For me (linux, clang-17/gcc13, -O3/-O0)

stephenberry commented 6 months ago

Strange, I don't get crashes with the included code, and I thought this was safe.

https://stackoverflow.com/questions/6374264/is-cout-synchronized-thread-safe

Concurrent access to a synchronized (§27.5.3.4) standard iostream object’s formatted and unformatted input (§27.7.2.1) and output (§27.7.3.1) functions or a standard C stream by multiple threads shall not result in a data race (§1.10). [ Note: Users must still synchronize concurrent use of these objects and streams by multiple threads if they wish to avoid interleaved characters. — end note ]

According to this source C++11 guarantees no data races.

This behavior is consistent for me with GCC 13.2, 13.3, and the latest MSVC.

RalphSteinhagen commented 4 months ago

Hi @krzysztof-jusiak,

I’ve been thinking about the thread safety issue. What are your thoughts on encapsulating and redirecting error message streams via std::basic_osyncstream? This should ensure thread-safe output with minimal performance impact for most tests.

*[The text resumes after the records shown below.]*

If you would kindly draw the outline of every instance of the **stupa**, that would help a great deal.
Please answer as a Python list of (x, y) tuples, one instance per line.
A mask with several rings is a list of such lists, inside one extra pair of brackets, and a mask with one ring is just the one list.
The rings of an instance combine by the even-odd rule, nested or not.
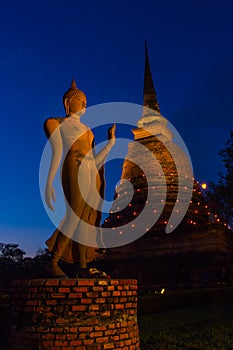
[[(139, 286), (193, 287), (202, 283), (205, 269), (221, 269), (231, 260), (233, 242), (227, 227), (211, 212), (192, 177), (187, 153), (160, 113), (146, 45), (143, 98), (142, 117), (132, 130), (134, 141), (128, 145), (114, 205), (103, 223), (121, 236), (124, 227), (131, 225), (133, 235), (135, 225), (140, 225), (142, 235), (108, 249), (102, 264), (113, 276), (138, 278)], [(128, 202), (129, 182), (133, 190)], [(140, 215), (143, 219), (135, 221)]]

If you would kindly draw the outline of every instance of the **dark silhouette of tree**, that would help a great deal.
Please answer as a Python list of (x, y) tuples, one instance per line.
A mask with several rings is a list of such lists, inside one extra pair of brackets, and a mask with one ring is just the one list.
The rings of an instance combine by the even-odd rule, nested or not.
[(10, 259), (15, 262), (19, 262), (23, 259), (25, 254), (25, 251), (20, 249), (18, 244), (0, 243), (0, 258)]
[(225, 148), (219, 151), (222, 157), (225, 173), (219, 174), (217, 183), (210, 184), (208, 193), (212, 209), (231, 228), (233, 227), (233, 131), (225, 143)]

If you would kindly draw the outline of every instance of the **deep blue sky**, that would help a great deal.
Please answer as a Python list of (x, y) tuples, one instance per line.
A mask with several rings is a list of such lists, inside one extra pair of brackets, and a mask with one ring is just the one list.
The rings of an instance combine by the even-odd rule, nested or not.
[(0, 241), (27, 254), (44, 247), (53, 225), (38, 186), (43, 121), (64, 114), (72, 76), (89, 106), (141, 104), (145, 39), (161, 112), (186, 142), (195, 177), (215, 180), (233, 128), (232, 16), (231, 0), (2, 3)]

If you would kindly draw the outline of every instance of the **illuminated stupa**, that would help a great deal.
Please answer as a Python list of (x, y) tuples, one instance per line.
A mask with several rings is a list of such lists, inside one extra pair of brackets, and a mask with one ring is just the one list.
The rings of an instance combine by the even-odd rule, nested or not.
[[(141, 290), (148, 286), (195, 287), (202, 283), (203, 271), (216, 266), (217, 274), (229, 263), (233, 241), (227, 227), (219, 225), (218, 217), (211, 213), (199, 183), (192, 178), (188, 182), (190, 187), (186, 186), (191, 176), (189, 159), (174, 138), (170, 123), (160, 114), (147, 47), (143, 95), (142, 117), (132, 130), (134, 141), (128, 145), (114, 205), (103, 227), (124, 237), (128, 225), (133, 235), (137, 228), (135, 219), (140, 218), (146, 207), (149, 214), (143, 217), (144, 226), (140, 222), (141, 237), (107, 249), (100, 264), (112, 276), (137, 278)], [(139, 146), (148, 152), (144, 154)], [(179, 217), (183, 200), (186, 214)], [(179, 222), (174, 230), (172, 215)]]
[[(180, 207), (177, 206), (177, 202), (182, 201), (182, 197), (185, 201), (187, 190), (192, 192), (192, 171), (188, 156), (173, 141), (174, 135), (170, 124), (160, 113), (147, 46), (145, 46), (143, 97), (142, 117), (137, 123), (138, 127), (132, 130), (134, 141), (128, 145), (121, 180), (115, 193), (116, 200), (103, 226), (117, 229), (132, 222), (134, 228), (134, 219), (147, 206), (149, 213), (146, 215), (149, 216), (149, 220), (143, 216), (145, 227), (142, 234), (154, 230), (171, 232), (173, 230), (173, 223), (169, 222), (171, 213), (174, 212), (173, 216), (176, 215), (179, 220)], [(129, 196), (128, 182), (133, 186), (133, 196), (125, 206)], [(154, 225), (146, 225), (147, 222), (153, 222)]]

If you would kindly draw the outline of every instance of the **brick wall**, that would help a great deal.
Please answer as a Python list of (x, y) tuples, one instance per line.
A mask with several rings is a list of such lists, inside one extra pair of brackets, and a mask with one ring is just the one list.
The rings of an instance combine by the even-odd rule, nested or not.
[(12, 350), (139, 350), (137, 281), (14, 281)]

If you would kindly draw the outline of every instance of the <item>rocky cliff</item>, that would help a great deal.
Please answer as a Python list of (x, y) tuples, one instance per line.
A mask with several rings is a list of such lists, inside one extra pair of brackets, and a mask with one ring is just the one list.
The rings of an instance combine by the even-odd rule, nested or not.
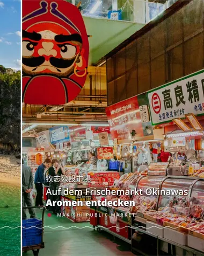
[(20, 72), (0, 65), (0, 143), (20, 146)]

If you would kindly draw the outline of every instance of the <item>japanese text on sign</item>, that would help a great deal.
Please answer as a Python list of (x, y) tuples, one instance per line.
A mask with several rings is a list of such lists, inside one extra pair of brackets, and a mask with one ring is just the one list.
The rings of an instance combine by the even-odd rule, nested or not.
[(148, 93), (152, 124), (204, 114), (204, 70)]
[(129, 109), (131, 108), (131, 104), (129, 104), (126, 106), (123, 106), (120, 108), (115, 108), (115, 109), (113, 109), (111, 111), (111, 115), (114, 114), (116, 114), (118, 113), (122, 112), (122, 111), (126, 111), (126, 110)]

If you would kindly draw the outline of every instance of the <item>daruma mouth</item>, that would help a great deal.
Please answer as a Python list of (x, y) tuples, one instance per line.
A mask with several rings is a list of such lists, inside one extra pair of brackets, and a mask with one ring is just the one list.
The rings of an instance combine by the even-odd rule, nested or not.
[(39, 56), (39, 57), (23, 58), (22, 58), (22, 63), (25, 66), (28, 67), (38, 67), (44, 63), (45, 60), (45, 57)]
[[(50, 57), (49, 62), (52, 66), (56, 68), (67, 68), (71, 66), (75, 62), (75, 58), (71, 60), (65, 60), (58, 59), (57, 58)], [(31, 67), (38, 67), (43, 64), (45, 61), (45, 58), (43, 56), (39, 57), (23, 58), (22, 62), (24, 65)]]

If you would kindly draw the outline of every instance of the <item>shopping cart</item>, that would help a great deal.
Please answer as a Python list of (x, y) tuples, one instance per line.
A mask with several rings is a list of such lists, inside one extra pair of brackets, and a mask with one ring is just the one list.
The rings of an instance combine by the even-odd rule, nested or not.
[[(40, 207), (41, 206), (25, 207), (23, 208), (23, 210)], [(34, 255), (38, 255), (40, 249), (45, 248), (43, 241), (44, 229), (43, 227), (44, 226), (44, 214), (46, 209), (46, 207), (43, 206), (41, 219), (33, 218), (32, 219), (23, 220), (23, 252), (26, 252), (28, 251), (32, 250)], [(30, 227), (30, 229), (27, 229), (28, 227)]]

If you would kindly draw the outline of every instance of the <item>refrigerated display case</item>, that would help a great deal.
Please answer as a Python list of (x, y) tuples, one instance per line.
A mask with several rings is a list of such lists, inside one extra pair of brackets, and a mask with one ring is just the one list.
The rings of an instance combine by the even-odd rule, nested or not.
[[(137, 211), (144, 212), (151, 210), (156, 210), (158, 196), (157, 191), (161, 187), (162, 182), (166, 177), (147, 176), (142, 177), (136, 185), (136, 190), (141, 190), (141, 195), (136, 195), (133, 197), (135, 202), (135, 206), (130, 209), (130, 212), (135, 213)], [(155, 193), (152, 193), (152, 192)]]
[[(177, 200), (176, 198), (179, 198), (187, 201), (191, 196), (191, 189), (196, 181), (195, 179), (184, 177), (167, 177), (161, 185), (161, 190), (164, 192), (159, 196), (157, 210), (166, 207), (174, 199)], [(170, 196), (167, 195), (167, 190), (172, 191)]]

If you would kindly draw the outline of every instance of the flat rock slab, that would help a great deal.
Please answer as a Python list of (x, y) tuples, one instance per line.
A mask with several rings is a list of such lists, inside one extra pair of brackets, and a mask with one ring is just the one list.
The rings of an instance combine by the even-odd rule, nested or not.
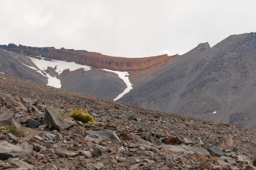
[(29, 119), (27, 122), (27, 125), (32, 129), (36, 129), (41, 125), (41, 123), (34, 119)]
[(173, 151), (179, 152), (180, 151), (185, 151), (188, 153), (195, 153), (199, 154), (207, 155), (210, 154), (209, 152), (203, 148), (197, 147), (196, 146), (189, 146), (185, 145), (175, 146), (174, 145), (166, 145), (167, 148)]
[(11, 144), (5, 141), (0, 143), (0, 160), (6, 160), (9, 158), (16, 155), (22, 156), (26, 154), (22, 148), (19, 146)]
[(15, 114), (13, 112), (0, 110), (0, 127), (11, 126), (12, 124), (14, 125), (14, 129), (19, 130), (20, 133), (25, 134), (21, 125), (16, 121)]
[(46, 113), (44, 115), (44, 123), (52, 125), (54, 129), (58, 131), (64, 130), (76, 124), (73, 121), (65, 121), (59, 111), (53, 108), (47, 106), (44, 109)]
[[(121, 140), (116, 136), (114, 131), (109, 129), (102, 130), (98, 130), (97, 131), (92, 131), (88, 130), (86, 132), (86, 135), (97, 134), (99, 135), (100, 137), (104, 139), (106, 139), (109, 140), (112, 140), (115, 141), (118, 141), (119, 142), (121, 142)], [(95, 142), (96, 142), (95, 141)]]
[(25, 169), (28, 169), (29, 168), (32, 170), (35, 167), (34, 165), (29, 164), (26, 162), (24, 162), (22, 160), (13, 161), (12, 162), (11, 165), (13, 166), (14, 168), (15, 168), (20, 167), (24, 167), (25, 168)]

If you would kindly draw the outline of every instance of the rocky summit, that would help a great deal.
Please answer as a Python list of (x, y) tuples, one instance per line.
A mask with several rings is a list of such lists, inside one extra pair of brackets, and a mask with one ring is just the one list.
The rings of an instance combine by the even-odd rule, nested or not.
[[(0, 103), (0, 127), (20, 133), (1, 129), (1, 169), (256, 169), (254, 129), (1, 73)], [(87, 125), (68, 115), (80, 109), (100, 123)]]

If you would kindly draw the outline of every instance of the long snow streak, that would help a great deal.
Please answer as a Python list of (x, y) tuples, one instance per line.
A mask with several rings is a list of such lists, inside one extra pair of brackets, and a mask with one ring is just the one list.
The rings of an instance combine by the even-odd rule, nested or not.
[[(117, 97), (113, 100), (116, 101), (118, 100), (123, 96), (124, 95), (130, 92), (131, 90), (132, 89), (132, 83), (131, 83), (130, 82), (130, 80), (129, 80), (129, 78), (128, 77), (128, 76), (129, 75), (129, 74), (128, 74), (128, 72), (125, 71), (113, 71), (113, 70), (108, 69), (102, 70), (105, 70), (105, 71), (107, 71), (113, 72), (117, 74), (117, 75), (118, 75), (118, 77), (124, 80), (124, 83), (125, 83), (126, 85), (127, 86), (127, 88), (124, 89), (124, 92), (118, 95)], [(125, 77), (126, 76), (126, 77)]]

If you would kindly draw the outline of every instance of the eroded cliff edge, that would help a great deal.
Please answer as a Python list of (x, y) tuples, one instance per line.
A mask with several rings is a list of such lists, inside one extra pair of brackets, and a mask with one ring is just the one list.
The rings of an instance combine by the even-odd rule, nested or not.
[(157, 56), (140, 58), (113, 57), (99, 53), (89, 52), (85, 50), (56, 49), (54, 47), (38, 48), (27, 47), (14, 44), (0, 45), (0, 48), (26, 54), (27, 55), (40, 56), (58, 60), (76, 62), (77, 63), (120, 71), (144, 70), (153, 66), (166, 64), (179, 55), (164, 54)]

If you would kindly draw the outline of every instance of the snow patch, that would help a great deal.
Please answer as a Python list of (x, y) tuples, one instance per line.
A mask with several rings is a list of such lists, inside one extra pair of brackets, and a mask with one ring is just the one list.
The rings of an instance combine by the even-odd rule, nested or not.
[(39, 60), (30, 57), (27, 57), (35, 64), (36, 67), (41, 70), (44, 71), (47, 70), (48, 67), (54, 69), (56, 67), (55, 71), (60, 75), (63, 71), (67, 69), (69, 71), (75, 71), (79, 69), (84, 69), (85, 71), (88, 71), (91, 69), (91, 67), (86, 65), (81, 65), (76, 63), (75, 62), (65, 62), (59, 60), (47, 61), (44, 60)]
[[(52, 77), (48, 73), (46, 73), (44, 71), (47, 70), (48, 67), (52, 67), (53, 69), (55, 67), (56, 68), (55, 71), (59, 75), (61, 74), (63, 71), (67, 69), (69, 70), (69, 71), (75, 71), (79, 69), (84, 69), (85, 70), (87, 71), (91, 69), (91, 67), (87, 65), (83, 65), (78, 64), (76, 64), (74, 62), (67, 62), (63, 61), (60, 61), (59, 60), (52, 60), (52, 61), (47, 61), (43, 59), (39, 60), (37, 58), (35, 58), (27, 56), (27, 57), (30, 59), (31, 61), (36, 66), (36, 67), (39, 69), (37, 69), (31, 66), (29, 66), (22, 64), (30, 68), (33, 70), (36, 70), (40, 74), (47, 78), (48, 78), (48, 83), (46, 85), (48, 85), (52, 86), (56, 88), (60, 88), (61, 87), (60, 80), (57, 78), (56, 77)], [(42, 58), (43, 58), (42, 57)], [(46, 75), (44, 74), (45, 73)]]
[[(118, 71), (113, 71), (113, 70), (110, 70), (108, 69), (102, 70), (105, 70), (105, 71), (107, 71), (113, 72), (117, 74), (117, 75), (118, 75), (118, 77), (123, 80), (124, 80), (124, 83), (125, 83), (126, 85), (127, 86), (127, 88), (124, 89), (124, 90), (122, 93), (118, 95), (117, 97), (113, 100), (114, 101), (116, 101), (118, 100), (120, 98), (123, 97), (123, 96), (124, 96), (124, 95), (128, 92), (131, 90), (132, 89), (132, 86), (133, 85), (132, 84), (132, 83), (131, 83), (130, 80), (129, 80), (129, 78), (128, 77), (128, 76), (129, 75), (129, 74), (128, 74), (128, 72), (126, 72), (126, 71), (122, 72)], [(126, 76), (126, 77), (125, 77), (125, 76)]]

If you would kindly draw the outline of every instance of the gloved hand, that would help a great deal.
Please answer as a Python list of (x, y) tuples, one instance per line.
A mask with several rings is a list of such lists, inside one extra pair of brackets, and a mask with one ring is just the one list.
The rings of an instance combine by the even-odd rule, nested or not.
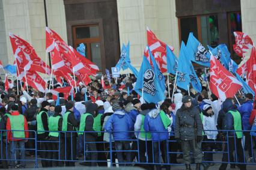
[(197, 136), (197, 142), (200, 142), (202, 141), (203, 136)]

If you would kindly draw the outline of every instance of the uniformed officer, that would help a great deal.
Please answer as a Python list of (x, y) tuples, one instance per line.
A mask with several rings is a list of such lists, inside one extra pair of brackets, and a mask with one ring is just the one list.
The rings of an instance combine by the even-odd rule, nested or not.
[(191, 169), (190, 151), (193, 152), (195, 163), (197, 164), (196, 169), (200, 169), (202, 162), (201, 144), (203, 124), (198, 109), (192, 105), (192, 99), (188, 96), (183, 97), (183, 104), (176, 112), (175, 138), (181, 143), (186, 169)]

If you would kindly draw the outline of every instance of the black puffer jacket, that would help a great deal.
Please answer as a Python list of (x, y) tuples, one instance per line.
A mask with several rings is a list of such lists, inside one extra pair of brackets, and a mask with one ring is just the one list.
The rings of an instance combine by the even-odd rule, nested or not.
[[(195, 130), (197, 127), (197, 131)], [(202, 136), (203, 123), (196, 107), (186, 108), (184, 105), (176, 112), (175, 138), (183, 141), (195, 139), (195, 135)]]

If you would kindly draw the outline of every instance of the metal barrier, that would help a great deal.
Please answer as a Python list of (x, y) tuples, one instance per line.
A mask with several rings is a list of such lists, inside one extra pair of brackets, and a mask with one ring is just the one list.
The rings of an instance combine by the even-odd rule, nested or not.
[[(162, 141), (153, 141), (147, 139), (147, 135), (145, 140), (133, 138), (126, 140), (114, 141), (115, 139), (112, 138), (112, 135), (116, 133), (130, 133), (130, 134), (135, 133), (138, 135), (139, 132), (115, 132), (109, 133), (106, 132), (56, 131), (51, 132), (56, 132), (58, 136), (53, 137), (38, 135), (38, 132), (35, 130), (28, 130), (29, 135), (32, 136), (28, 138), (12, 138), (10, 141), (7, 141), (4, 133), (8, 131), (13, 133), (14, 131), (20, 130), (0, 130), (0, 160), (3, 163), (13, 166), (19, 162), (22, 164), (21, 166), (25, 166), (25, 162), (34, 162), (34, 167), (37, 168), (39, 161), (41, 162), (43, 167), (63, 166), (64, 164), (66, 166), (75, 166), (75, 162), (78, 162), (82, 163), (84, 165), (108, 165), (111, 167), (114, 165), (136, 164), (141, 165), (143, 167), (150, 168), (154, 165), (169, 166), (181, 164), (174, 161), (176, 160), (177, 154), (182, 154), (182, 151), (180, 149), (180, 151), (178, 151), (180, 144), (175, 140), (173, 132), (154, 132), (153, 133), (168, 133), (169, 138)], [(249, 134), (251, 132), (250, 130), (242, 132), (246, 134), (245, 139), (246, 144), (245, 144), (245, 136), (243, 135), (242, 138), (237, 139), (234, 130), (218, 130), (219, 135), (221, 136), (218, 140), (209, 140), (205, 137), (199, 144), (201, 145), (201, 143), (202, 152), (204, 154), (203, 163), (256, 165), (253, 149), (254, 142), (256, 145), (255, 137), (251, 135), (248, 135), (248, 133)], [(84, 134), (78, 135), (78, 133), (79, 132)], [(102, 135), (98, 136), (98, 134)], [(109, 140), (103, 141), (104, 135), (109, 135)], [(248, 136), (249, 139), (248, 138)], [(16, 141), (17, 139), (20, 141)], [(35, 145), (32, 148), (31, 145), (29, 147), (24, 147), (26, 140), (29, 142), (34, 142)], [(248, 144), (251, 144), (251, 146)], [(76, 147), (77, 145), (79, 146), (78, 148)], [(220, 148), (224, 147), (224, 149), (216, 151), (214, 150), (216, 146)], [(249, 157), (252, 157), (250, 162), (246, 161), (245, 147), (247, 147)], [(31, 153), (34, 153), (34, 158), (29, 159), (28, 156), (24, 157), (25, 151)], [(77, 151), (81, 152), (80, 156)], [(233, 151), (235, 152), (234, 157), (233, 154)], [(222, 160), (221, 161), (212, 160), (213, 154), (222, 154)], [(81, 156), (81, 155), (82, 156)], [(115, 157), (118, 160), (117, 162)]]

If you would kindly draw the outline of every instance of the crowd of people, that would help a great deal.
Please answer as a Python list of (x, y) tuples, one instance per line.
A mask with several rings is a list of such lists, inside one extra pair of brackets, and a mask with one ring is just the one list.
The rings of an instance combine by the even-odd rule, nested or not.
[[(196, 169), (207, 169), (216, 166), (215, 150), (224, 151), (219, 169), (226, 169), (228, 162), (234, 162), (231, 168), (246, 169), (245, 163), (254, 159), (256, 133), (242, 132), (256, 129), (252, 94), (238, 93), (238, 101), (221, 101), (204, 81), (201, 93), (190, 88), (189, 93), (174, 86), (171, 79), (166, 83), (166, 99), (148, 103), (133, 90), (136, 80), (133, 74), (111, 81), (105, 77), (103, 88), (100, 79), (95, 79), (87, 86), (79, 83), (73, 99), (59, 93), (58, 102), (47, 89), (43, 93), (19, 87), (18, 93), (19, 83), (13, 82), (8, 91), (1, 90), (2, 167), (25, 167), (23, 160), (35, 156), (36, 145), (43, 167), (73, 166), (78, 160), (82, 165), (107, 166), (112, 157), (119, 166), (134, 162), (146, 169), (161, 169), (165, 163), (170, 169), (168, 164), (183, 157), (186, 169), (191, 163)], [(172, 100), (169, 94), (173, 91)], [(243, 147), (248, 152), (246, 159)], [(84, 158), (87, 161), (81, 162)]]

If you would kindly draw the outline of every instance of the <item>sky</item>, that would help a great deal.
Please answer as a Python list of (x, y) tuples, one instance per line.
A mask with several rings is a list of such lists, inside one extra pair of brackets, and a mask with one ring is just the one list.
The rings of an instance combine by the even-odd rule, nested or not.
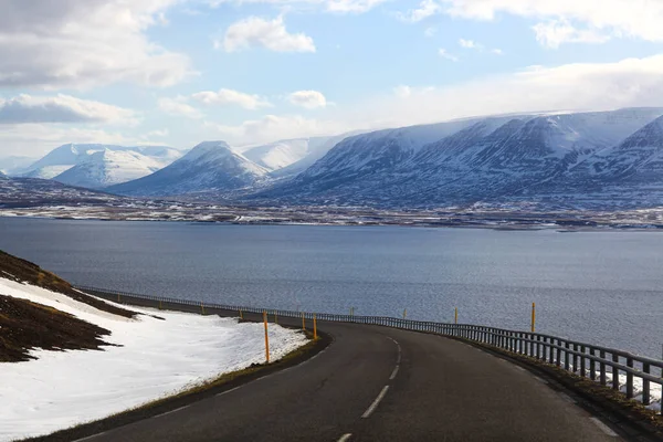
[(0, 158), (663, 105), (663, 0), (0, 0)]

Would this be something you’d consider merging if I created a PR?

N.B. the argv issue is a different story and more related to whether unit-tests should be executed/defined as static entities or always explicitly invoked via main(...).

kris-jusiak commented 4 months ago

Hi @RalphSteinhagen, Yes, Please! I would really appreciate it and agree that osyncstream is the way to go here. Thank you!